Procedure to do activity in the simulation:
Steps to prove the property using this lab are as follows
A. Steps to draw a triangle
- Go to the TOOLS and select the triangle.
- Mark a point A on baseline to draw a triangle ABC.
- Click again on baseline for another point B.
- Click above baseline on the benchmark to mark the point C.
Triangle drawn successfully.
B. Steps to mark the interior angles and exterior angle
- Click on point A to mark ∠CAB
- Click on point B to mark ∠ABC,
- Click on point C to mark ∠ACB,
- Click on point D to mark ∠CBD(exterior angle) of triangle ABC.

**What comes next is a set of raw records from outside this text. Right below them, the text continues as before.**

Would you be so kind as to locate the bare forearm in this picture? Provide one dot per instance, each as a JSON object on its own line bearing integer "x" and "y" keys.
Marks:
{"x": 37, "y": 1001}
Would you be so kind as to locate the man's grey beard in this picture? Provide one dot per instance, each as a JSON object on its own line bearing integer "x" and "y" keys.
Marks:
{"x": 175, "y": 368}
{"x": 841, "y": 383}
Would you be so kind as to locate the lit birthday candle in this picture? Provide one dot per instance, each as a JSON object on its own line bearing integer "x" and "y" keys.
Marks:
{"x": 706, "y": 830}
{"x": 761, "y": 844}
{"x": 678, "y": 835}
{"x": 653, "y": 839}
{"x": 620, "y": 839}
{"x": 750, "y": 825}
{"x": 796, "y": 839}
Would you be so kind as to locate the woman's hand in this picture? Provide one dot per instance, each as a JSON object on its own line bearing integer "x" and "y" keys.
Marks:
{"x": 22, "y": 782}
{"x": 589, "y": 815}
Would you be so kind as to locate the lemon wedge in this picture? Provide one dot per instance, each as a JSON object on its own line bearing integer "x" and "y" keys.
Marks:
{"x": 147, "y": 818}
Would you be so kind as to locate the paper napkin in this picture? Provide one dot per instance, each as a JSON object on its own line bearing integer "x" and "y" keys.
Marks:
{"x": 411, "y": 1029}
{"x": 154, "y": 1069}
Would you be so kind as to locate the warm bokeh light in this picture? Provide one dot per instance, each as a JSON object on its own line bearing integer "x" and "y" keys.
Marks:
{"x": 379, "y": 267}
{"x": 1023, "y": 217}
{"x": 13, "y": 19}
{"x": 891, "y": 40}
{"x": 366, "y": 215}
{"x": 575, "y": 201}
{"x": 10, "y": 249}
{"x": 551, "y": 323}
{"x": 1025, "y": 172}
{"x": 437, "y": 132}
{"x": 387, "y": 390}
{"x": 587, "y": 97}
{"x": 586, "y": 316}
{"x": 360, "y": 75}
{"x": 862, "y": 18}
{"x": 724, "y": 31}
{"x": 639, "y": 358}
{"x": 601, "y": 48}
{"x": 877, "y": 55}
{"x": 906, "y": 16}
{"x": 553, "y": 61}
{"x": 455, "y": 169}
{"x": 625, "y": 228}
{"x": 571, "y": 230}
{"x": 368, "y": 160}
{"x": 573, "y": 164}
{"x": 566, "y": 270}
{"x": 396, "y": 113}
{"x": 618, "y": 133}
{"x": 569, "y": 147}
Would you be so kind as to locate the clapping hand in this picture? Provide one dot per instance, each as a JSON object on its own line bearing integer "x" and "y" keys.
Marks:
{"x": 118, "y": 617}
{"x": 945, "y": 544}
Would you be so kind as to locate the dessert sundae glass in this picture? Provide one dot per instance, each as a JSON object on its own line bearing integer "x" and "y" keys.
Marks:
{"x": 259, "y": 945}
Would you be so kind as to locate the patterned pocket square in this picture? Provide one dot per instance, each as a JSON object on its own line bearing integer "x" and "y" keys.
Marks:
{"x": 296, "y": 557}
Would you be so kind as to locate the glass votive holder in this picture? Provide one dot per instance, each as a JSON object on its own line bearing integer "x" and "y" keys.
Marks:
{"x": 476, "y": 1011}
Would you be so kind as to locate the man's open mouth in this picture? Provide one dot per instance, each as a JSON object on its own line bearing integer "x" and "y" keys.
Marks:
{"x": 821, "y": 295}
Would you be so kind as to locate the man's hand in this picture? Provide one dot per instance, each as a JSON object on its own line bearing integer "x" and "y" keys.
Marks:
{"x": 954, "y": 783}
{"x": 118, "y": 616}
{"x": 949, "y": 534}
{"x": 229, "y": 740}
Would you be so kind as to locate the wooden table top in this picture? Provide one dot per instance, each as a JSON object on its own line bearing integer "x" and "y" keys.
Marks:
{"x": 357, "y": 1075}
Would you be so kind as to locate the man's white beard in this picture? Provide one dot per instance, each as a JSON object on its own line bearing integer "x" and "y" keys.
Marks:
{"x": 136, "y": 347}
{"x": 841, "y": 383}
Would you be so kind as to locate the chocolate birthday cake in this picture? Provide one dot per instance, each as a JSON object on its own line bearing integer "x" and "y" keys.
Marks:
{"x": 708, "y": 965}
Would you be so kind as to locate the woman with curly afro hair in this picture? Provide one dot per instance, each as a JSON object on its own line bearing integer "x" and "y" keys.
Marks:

C. Measure the values of resultant angles
- Drag the protractor to measure the value of the interior angles, ∠CAB and ∠ACB.
- Consider AD as a baseline for ∠CAB and line CB for ∠ACB.
- Enter the value of angles ∠CAB and ∠ACB in text box.
- Measure the value of angle ∠CBD i.e. exterior angle from base line AD.
- Enter the value in text box.
D. Verify the theorem
- Let us cut and place the interior angles on exterior angle
- Click on point A to cut angle ∠CAB.
- Click on point C to cut angle ∠ACB.
- Click on Next button to see the observation.
We observe that the interior angles completely overlap the exterior angle.
We also observe that ∠CAB +∠ACB = ∠CBD
Thus, The sum of value of interior angles ∠CAB and ∠ACB is equal to the exterior angle ∠CBD.
Hence exterior angle property of triangle is proved.